Cuba reduces sentences for some protesters, but activists say crackdown has continued

- Nora Gámez Torres

After a long struggle to get her son released from jail, Barbara Farrat shed tears of joy when the moment arrived last week.

“We won a battle,” she said in a Facebook video announcing that her son, 18-year-old Jonathan Farrat Torres, who was imprisoned for protesting against the Cuban government last July 11, had been released on bail to await trial.

But she quickly added: “We cannot stop denouncing. ‘Patria y Vida’ and Freedom, freedom for all our prisoners.”

The Cuban government has reduced the long sentences it had handed down to at least 31 minors and young adults incarcerat­ed after the mass protests last year. Still, family members and activists warn that they have not yet been freed and that authoritie­s continue the trials against the demonstrat­ors and the crackdown on the opposition.

Justicia 11J, a group tracking the trials of the July 11 protesters, reported the release, following appeals, of Farrat and another 10 demonstrat­ors who participat­ed in protests in La Guinera neighborho­od in Havana and Santa Clara. Earlier this month, the group confirmed the release of another 13 demonstrat­ors.

Salomé García Bacallao, one of the group’s founders, said that another seven who had protested in Havana, including 16-year-old Brayan Piloto Pupo and 17-year-olds Kendry Miranda and Rowland Jesús Castillo, were also released. They were initially sentenced to as much as 19 years on charges of sedition.

None were granted outright freedom. Instead, most were sentenced to house arrest or sent to work camps for five years, and many still don’t know what the final sentence is going to be. Justicia 11J says that their release might be temporary, until the court orders them to start serving their sentences, or could be quickly reversed.

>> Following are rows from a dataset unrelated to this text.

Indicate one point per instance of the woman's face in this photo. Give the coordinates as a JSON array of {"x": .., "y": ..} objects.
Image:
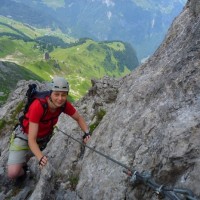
[{"x": 59, "y": 98}]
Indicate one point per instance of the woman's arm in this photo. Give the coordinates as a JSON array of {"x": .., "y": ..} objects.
[{"x": 32, "y": 142}]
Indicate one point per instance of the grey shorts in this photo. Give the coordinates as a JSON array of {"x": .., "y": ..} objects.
[{"x": 19, "y": 150}]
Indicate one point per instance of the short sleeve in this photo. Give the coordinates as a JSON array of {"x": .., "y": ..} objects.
[
  {"x": 35, "y": 111},
  {"x": 69, "y": 109}
]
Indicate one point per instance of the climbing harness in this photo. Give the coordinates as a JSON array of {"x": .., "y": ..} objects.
[{"x": 144, "y": 177}]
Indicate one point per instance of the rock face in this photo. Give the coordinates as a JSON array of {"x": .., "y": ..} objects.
[{"x": 151, "y": 122}]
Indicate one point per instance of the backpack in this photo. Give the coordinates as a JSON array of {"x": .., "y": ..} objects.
[{"x": 32, "y": 94}]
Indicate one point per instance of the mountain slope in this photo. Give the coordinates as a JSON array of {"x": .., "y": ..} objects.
[
  {"x": 142, "y": 23},
  {"x": 54, "y": 53},
  {"x": 10, "y": 74},
  {"x": 147, "y": 120}
]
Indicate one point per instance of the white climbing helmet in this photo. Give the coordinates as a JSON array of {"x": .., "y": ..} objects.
[{"x": 60, "y": 84}]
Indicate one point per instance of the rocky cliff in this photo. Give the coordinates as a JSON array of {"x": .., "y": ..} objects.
[{"x": 150, "y": 121}]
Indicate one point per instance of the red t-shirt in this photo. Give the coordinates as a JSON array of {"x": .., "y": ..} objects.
[{"x": 35, "y": 114}]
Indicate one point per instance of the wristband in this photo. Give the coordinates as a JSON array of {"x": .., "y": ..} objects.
[
  {"x": 86, "y": 134},
  {"x": 40, "y": 161}
]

That’s exactly what the family of Andy García Lorenzo went through. His sentence was commuted from four years in prison to a similar time in a work camp. But they understood he would be allowed to return home from the camp. Yet, after he gave an interview to the independen­t outlet Cubanet and posted a video asking for the release of all political prisoners, he was detained by the police and sent straight to the work camp, his sister Roxana García Lorenzo said.

Among those released is Brandon David Becerra Curbelo, who was 17 when he was detained last July. His sentence was reduced from 13 years in prison to five years under house arrest.

Her mother, Yanaisy Curbelo, says her son has been deeply affected by his experience in prison.

She says he doesn’t want to go out of the house and asks for permission to do the simplest things, like grabbing water from the refrigerat­or or going to the bathroom.